Text Mining the Listserve Emails
The Listserve is an email list where people sign up for a chance to send an email out to the entire list to discuss whatever they want. Currently the number of people enrolled is about 20,000 and there has been one email per day since 16 April 2012. I thought that since this project has been running for about a year, it would be a nice opportunity to learn a little more about text mining.
In this first part I will discuss how I fetched all those emails and parsed them and in a second blog post I will talk about what I found.

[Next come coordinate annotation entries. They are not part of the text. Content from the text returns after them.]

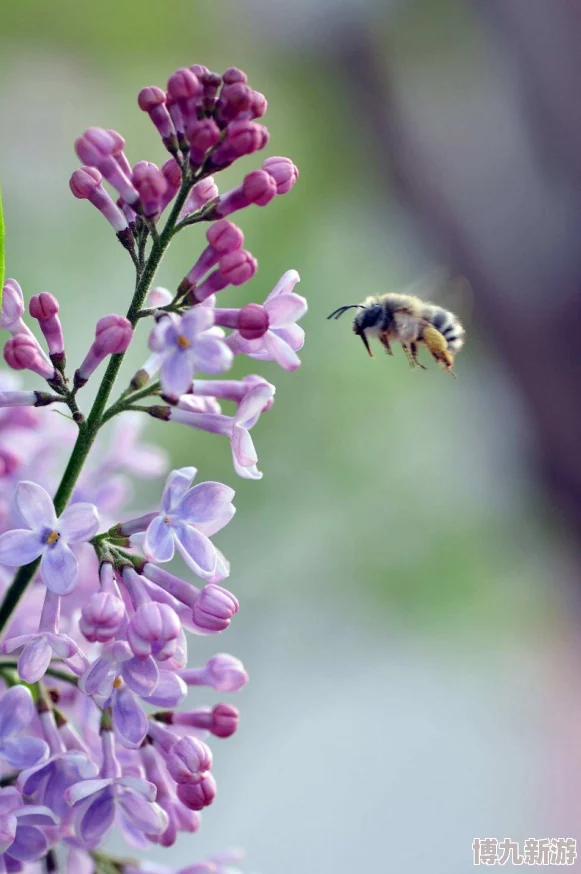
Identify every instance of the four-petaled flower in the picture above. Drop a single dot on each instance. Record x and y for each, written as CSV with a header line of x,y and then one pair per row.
x,y
48,537
16,713
99,800
188,516
22,838
185,345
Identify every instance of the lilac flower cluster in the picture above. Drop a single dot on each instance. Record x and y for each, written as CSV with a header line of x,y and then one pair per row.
x,y
93,643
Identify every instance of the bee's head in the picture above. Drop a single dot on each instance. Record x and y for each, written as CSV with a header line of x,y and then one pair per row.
x,y
367,318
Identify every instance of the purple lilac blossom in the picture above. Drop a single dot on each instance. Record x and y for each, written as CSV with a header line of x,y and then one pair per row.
x,y
48,537
100,627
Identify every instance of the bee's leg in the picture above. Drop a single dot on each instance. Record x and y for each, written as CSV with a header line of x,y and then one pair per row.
x,y
414,355
437,345
409,355
384,339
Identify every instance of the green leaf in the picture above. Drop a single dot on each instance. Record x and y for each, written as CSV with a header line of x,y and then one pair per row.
x,y
2,261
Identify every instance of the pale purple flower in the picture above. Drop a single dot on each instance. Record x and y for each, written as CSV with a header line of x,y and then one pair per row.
x,y
186,346
100,801
284,337
48,537
221,720
23,352
47,783
22,837
35,651
16,714
236,427
44,307
188,516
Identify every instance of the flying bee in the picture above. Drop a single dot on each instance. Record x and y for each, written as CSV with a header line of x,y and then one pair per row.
x,y
410,321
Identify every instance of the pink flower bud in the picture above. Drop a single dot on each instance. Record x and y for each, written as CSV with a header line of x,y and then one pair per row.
x,y
101,617
85,184
233,74
210,83
94,146
151,186
187,758
198,793
238,267
202,135
97,148
214,608
45,307
185,89
245,137
258,105
224,720
234,100
283,171
259,187
12,307
153,101
225,236
84,181
153,630
22,352
173,177
253,321
202,192
113,334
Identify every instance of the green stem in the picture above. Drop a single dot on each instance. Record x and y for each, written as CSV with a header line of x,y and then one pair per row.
x,y
87,434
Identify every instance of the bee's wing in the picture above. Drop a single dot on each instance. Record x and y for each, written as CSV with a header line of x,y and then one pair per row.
x,y
439,286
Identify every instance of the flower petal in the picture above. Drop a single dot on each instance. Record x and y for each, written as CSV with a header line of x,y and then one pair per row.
x,y
35,505
195,321
212,355
146,816
30,843
79,522
128,718
16,710
176,485
82,790
97,819
286,309
285,284
253,405
158,543
24,752
34,659
197,550
169,692
205,502
243,447
141,675
19,547
58,568
177,372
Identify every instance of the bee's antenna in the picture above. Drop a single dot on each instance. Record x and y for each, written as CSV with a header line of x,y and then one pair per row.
x,y
339,312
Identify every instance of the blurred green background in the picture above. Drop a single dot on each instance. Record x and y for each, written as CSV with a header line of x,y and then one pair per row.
x,y
406,614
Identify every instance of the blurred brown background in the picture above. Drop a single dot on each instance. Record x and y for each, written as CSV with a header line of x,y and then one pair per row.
x,y
408,567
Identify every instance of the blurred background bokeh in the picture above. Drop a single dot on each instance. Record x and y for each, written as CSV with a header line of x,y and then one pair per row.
x,y
408,568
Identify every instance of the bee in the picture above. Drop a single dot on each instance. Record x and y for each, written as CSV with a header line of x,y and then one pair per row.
x,y
410,321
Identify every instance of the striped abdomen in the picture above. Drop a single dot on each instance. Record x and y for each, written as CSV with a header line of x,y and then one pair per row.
x,y
448,325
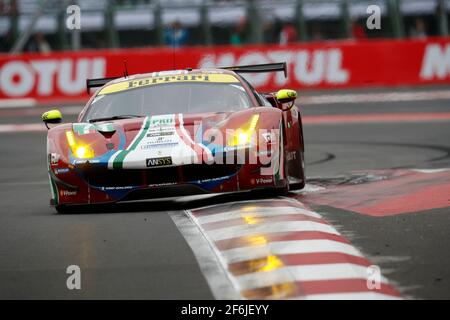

The first issue was how to get the emails off the server and after
trying a few solutions I finally ended up using the Python
imaplib which is a
Python library for connecting with an IMAP4 email server which is used
by all the major providers such as Yahoo and Google. After connecting I
used the Python email library which helped facilitate selecting certain parts of the email. I relied
heavily on the function
email.message_from_string() to fetch email
attributes such as Message-ID or Sender. I took all these emails and
dumped them into a SQLite database to later parse with
I use R almost daily for work so it was nice to tackle this part of the
project with tools I knew pretty well. I used
strsplit() mostly to parse out parts of various email attributes and
then used the tm
package to handle all of the text processing. The tm package makes it
easier to get all the emails into a term document matrix which is much
easier to work with a large corpus of text such as this. I used an
English dictonary with the tm package to remove stop words and for
stemming (reducing the word to its base form). There have been two
emails so far in Portuguese but the rest are all in English.
Initially I thought I could track all the emails by date but this proved to be a difficult task due to the nuances of email and when they actually got sent off the server. Instead I ended up using the Message-ID for making sure that I did not duplicate emails in the analysis.
I put up all the source code on a github repo.